CompilerIf #PB_Compiler_IsMainFile And #False
;;DisableDebugger
; if you think about increasing the nbr of slots for the map
; then think about increasing #ChunkSize in the module (though not sure if they are comparable!)
Global NewMap mp(512*2), dic, t, t1, t2, w, n = 1000000, m=1000
Global Dim a.s(n), Dim b.s(m), Dim check(m)

For i=0 To n
    a(i) = Chr( Random(255, 1) ) + Str( i )
Next
RandomizeArray(a())

For i=0 To m
    If i%2
        b(i) = a(Random(n))
    Else
        b(i) = "xxxx" + Random(55555)
    EndIf
Next

t=ElapsedMilliseconds()
For i=0 To n
    mp( a(i) ) = i
Next
For i=0 To m
    If FindMapElement(mp(), b(i))
        check(i) + 1
    Else
        check(i) - 1
    EndIf
Next
t1 = ElapsedMilliseconds() - t


t=ElapsedMilliseconds()
dic = Dict::New()
For i=0 To n
    Dict::AddKeyValue(dic, a(i), i)
Next
For i=0 To m
    If Dict::ValueOfKey( dic, b(i) )
        check(i) + 1
    Else
        check(i) - 1
    EndIf
Next
t2 = ElapsedMilliseconds() - t

; checking if Dict is working fine!
; a value of -2 (not found in either) ... good
; a value of +2 (found in both) ... good
; otherwise => non-matching, something is wrong in Dict!!!
For i=0 To m
    If -2 < check(i) And check(i) < 2 : w+1 : EndIf
Next
MessageRequester("timing", "PB map = " + Str(t1) + " ... dic = " + Str(t2) + " ... non-matching cases " + Str(w))

CompilerEndIf


Re: Simple sorted and fast 'map'

Posted: Sat Jan 21, 2017 5:05 pm
by Lord
Just a fast test:
---------------------------
timing
---------------------------
PB map = 29656 ... dic = 4218 ... non-matching cases 0
---------------------------
OK
---------------------------
Tested with Intel® Core™ i5-760 CPU @ 2.80GHz, 16GB memory, PB5.50(x86)

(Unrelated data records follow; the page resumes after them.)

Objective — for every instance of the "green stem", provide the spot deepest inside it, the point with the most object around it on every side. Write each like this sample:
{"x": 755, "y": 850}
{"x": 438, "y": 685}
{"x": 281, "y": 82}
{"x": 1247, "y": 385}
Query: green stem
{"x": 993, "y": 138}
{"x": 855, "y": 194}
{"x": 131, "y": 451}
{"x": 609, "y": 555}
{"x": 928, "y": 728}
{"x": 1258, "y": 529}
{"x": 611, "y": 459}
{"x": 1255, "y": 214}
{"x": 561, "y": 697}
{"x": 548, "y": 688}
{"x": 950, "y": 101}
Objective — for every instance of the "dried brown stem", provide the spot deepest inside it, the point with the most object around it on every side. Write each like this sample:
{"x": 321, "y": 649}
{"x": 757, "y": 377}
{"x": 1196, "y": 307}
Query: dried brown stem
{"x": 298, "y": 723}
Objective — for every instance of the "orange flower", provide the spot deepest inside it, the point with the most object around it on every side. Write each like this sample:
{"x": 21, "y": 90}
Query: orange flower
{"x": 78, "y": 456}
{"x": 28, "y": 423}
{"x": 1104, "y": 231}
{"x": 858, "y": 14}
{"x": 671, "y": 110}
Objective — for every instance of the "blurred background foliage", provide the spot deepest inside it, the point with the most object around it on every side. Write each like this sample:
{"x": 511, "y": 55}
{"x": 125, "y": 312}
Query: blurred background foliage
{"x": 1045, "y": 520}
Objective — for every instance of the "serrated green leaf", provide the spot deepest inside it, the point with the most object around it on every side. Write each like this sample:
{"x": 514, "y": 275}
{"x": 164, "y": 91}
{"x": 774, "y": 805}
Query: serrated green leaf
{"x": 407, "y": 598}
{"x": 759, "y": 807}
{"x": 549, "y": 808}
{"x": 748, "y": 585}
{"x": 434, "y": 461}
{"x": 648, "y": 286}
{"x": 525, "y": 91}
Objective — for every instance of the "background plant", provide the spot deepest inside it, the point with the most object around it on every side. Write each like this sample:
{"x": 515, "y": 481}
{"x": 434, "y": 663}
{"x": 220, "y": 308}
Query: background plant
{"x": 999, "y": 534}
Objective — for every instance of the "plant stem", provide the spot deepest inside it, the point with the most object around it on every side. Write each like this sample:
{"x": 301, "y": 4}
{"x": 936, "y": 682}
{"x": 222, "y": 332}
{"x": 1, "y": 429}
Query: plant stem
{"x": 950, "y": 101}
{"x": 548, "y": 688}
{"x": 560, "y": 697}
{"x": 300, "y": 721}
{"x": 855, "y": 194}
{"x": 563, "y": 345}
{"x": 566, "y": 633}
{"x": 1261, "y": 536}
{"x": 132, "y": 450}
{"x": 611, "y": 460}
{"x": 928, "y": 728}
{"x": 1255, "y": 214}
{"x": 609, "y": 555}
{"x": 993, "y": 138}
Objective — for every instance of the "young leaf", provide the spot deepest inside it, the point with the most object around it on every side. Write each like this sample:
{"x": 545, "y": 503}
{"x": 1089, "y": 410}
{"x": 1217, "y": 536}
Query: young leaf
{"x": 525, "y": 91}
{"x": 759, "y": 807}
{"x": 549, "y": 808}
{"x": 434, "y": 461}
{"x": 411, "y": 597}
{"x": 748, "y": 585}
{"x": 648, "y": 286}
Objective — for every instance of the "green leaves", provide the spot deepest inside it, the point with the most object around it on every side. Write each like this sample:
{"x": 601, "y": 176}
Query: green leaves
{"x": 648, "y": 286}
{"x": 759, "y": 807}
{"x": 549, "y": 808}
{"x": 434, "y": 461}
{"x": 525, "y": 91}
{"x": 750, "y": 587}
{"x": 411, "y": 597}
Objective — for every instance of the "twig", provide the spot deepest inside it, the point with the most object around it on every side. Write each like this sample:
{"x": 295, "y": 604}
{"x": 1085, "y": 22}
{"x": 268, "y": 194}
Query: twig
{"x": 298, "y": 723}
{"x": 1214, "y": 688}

Re: Simple sorted and fast 'map'

Posted: Sat Jan 21, 2017 5:30 pm
by HanPBF
Hello said!

Thanks for the code!

With Your test and NewMap(65536):
PB map = 1585 ... dic = 8369 non-matching cases 0
NewMap(512*2) makes Your implementation faster.


So, what about NewMap(65536)? Too much space wasted?


Regards

Re: Simple sorted and fast 'map'

Posted: Sat Jan 21, 2017 11:35 pm
by said
@Lord, @HanPBF thanks for testing ...
HanPBF wrote:Hello said!

Thanks for the code!

With Your test and NewMap(65536):
PB map = 1585 ... dic = 8369 non-matching cases 0
NewMap(512*2) makes Your implementation faster.


So, what about NewMap(65536)? Too much space wasted?


Regards
You are welcome, the main purpose of this code is to build a Sorted map that's fast enough ... I was surprised to see it much faster that PB maps in many cases, i never claimed it is always faster :!:

I know close to nothing about how hash-tables are implemented and i am not sure whether my tests are biased or not, usually i don't use a NewMap with a number of slots, i keep it as is, the doc says it can be much faster if you increase this number and that's why i have added 512*2 ... the code is here and it seems very fast and offers a sorted map (and i am almost sure it can easily beat the python code in that other thread :D ) ... you can play with the figures as you like and see for yourself how fast/slow it is (appreciate if you can report back any finding as i am planning to use this in my real code where i dont know before hand how many elements a map is going to hold, some of them can grow up to few hundred of thousands )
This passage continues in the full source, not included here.